Ile Maurice: Landscope Mauritius - Hanoomanjee demande une baisse salariale de Rs 67 800, Sanspeur refuse

L'antagonisme entre Gérard Sanspeur et Naila Hanoomanjee au sein de Landscope Mauritius (LM) atteint un nouveau palier. Alors que la Chief Executive Officer (CEO) de LM n'a jusqu'ici pas accepté les Rs 327 800, soit le nouveau package salarial signé du président Gérard Sanspeur depuis le mois de novembre, voilà un nouveau rebondissement.

À la place, Naila Hanoomanjee demande une révision à la baisse de son salaire de base. Une contre-proposition de la CEO a été présentée à la dernière réunion du conseil d'administration de LM le 25 avril. Ce, en l'absence de la principale concernée, qui s'est retirée pour ne pas participer aux délibérations sur ce sujet.

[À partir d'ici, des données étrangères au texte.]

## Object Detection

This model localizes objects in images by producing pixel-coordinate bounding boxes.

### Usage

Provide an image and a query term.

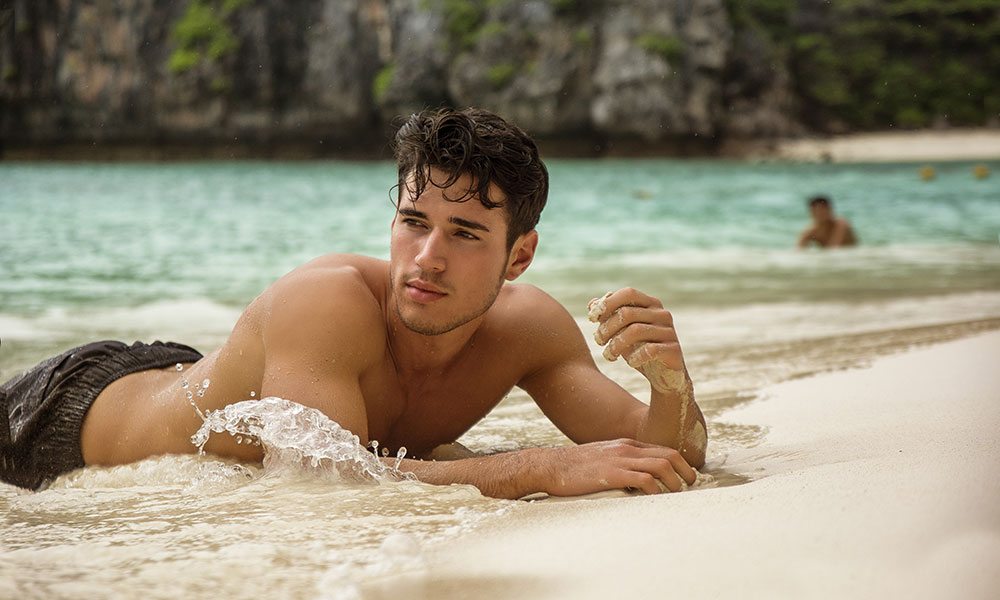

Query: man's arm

La contre-proposition, au préalable étudiée par le Human Ressources and Nomination Committee de LM, le 17 avril, et qui recommande qu'elle soit approuvée par le board est donc un salaire de base de Rs 260 000 par mois durant la première année au lieu de Rs 286 400 proposé le 30 novembre. La contre-proposition ne s'arrête pas là. La CEO demande Rs 273 000 par mois durant la deuxième année et, pour finir, Rs 286 650 par mois la troisième année. Ajouté à ceux-là, elle renonce aux allocations mensuelles proposées toujours en novembre. A savoir une allocation chauffeur de Rs 8 400, une autre essence de Rs 13 000 ainsi qu'une Entertainment allowance de Rs 20 000.

En bref, à première vue, Naila Hanoomanjee demande une baisse de Rs 67 800 durant la première année, en comparaison à la précédente offre.

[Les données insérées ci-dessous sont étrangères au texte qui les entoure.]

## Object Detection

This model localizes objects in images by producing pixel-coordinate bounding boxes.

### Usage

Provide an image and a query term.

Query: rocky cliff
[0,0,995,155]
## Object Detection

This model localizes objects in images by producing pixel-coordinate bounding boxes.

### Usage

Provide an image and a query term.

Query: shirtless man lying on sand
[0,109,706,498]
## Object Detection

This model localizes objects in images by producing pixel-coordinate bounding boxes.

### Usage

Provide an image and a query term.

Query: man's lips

L'autre modification que demande Naila Hanoomanjee par rapport à l'offre du 30 novembre concerne la rupture de son contrat. Elle demande à remplacer l'article y relatif par «Landscope may at any time terminate your employment by giving you three months' notice in writing or by salary in lieu of notice.» Ce qui est en ligne avec une décision prise précédemment par le board.

Sauf que cette contre-proposition n'est pas passée comme une lettre à la poste lors de ce conseil d'administration. Ce qui donne toute la mesure de l'affrontement entre les deux protagonistes.

Le président Gérard Sanspeur n'a pas signé cette offre. Son argument est que le conseil d'administration a approuvé une augmentation salariale du CEO le 30 novembre. Une augmentation qu'il a lui-même signée et que, dans ces circonstances, il ne serait pas approprié pour lui de participer aux délibérations à ce sujet, voire de signer toute nouvelle offre salariale.

Pour leur part, les autres directeurs du board trouvent qu'il n'y a aucune raison pour laquelle le président devrait s'abstenir des délibérations du conseil d'administration à ce sujet. Une affaire qui a été reportée à plus tard pour d'autres discussions. Le board se réunit à nouveau le jeudi 27 juin.

Interrogé, hier, Gérard Sanspeur a simplement affirmé que «c'est un cas rarissime, presqu'unique qu'un CEO demande une baisse de son salaire et que le conseil étudie toujours la question».

D'autres trouvent même qu'il y aurait une stratégie juridique derrière la contre-proposition de Naila Hanoomanjee. «Cette offre s'étale sur trois ans avec un salaire prédéterminé. Donc, en cas de limogeage, elle percevra trois mois de compensation par année de service. Ce qui fait, sur 15 mois, une golden handshake de Rs 4,5 millions.» Un chiffre qu'on balaie d'un revers de main dans l'entourage de la principale concernée.

La proposition de Naila Hanoomanjee, dit-on, comprend au contraire qu'elle n'aura droit qu'à trois mois de son salaire, soit quelque Rs 780 000, si jamais l'on met un terme à son contrat.

Dans l'entourage de Naila Hanoomanjee, qui n'a pas souhaité faire de commentaire, l'on soutient que cette dernière n'a pas agréé à la hausse salariale qui lui a été proposée et que le président de LM devra s'aligner à la décision du board.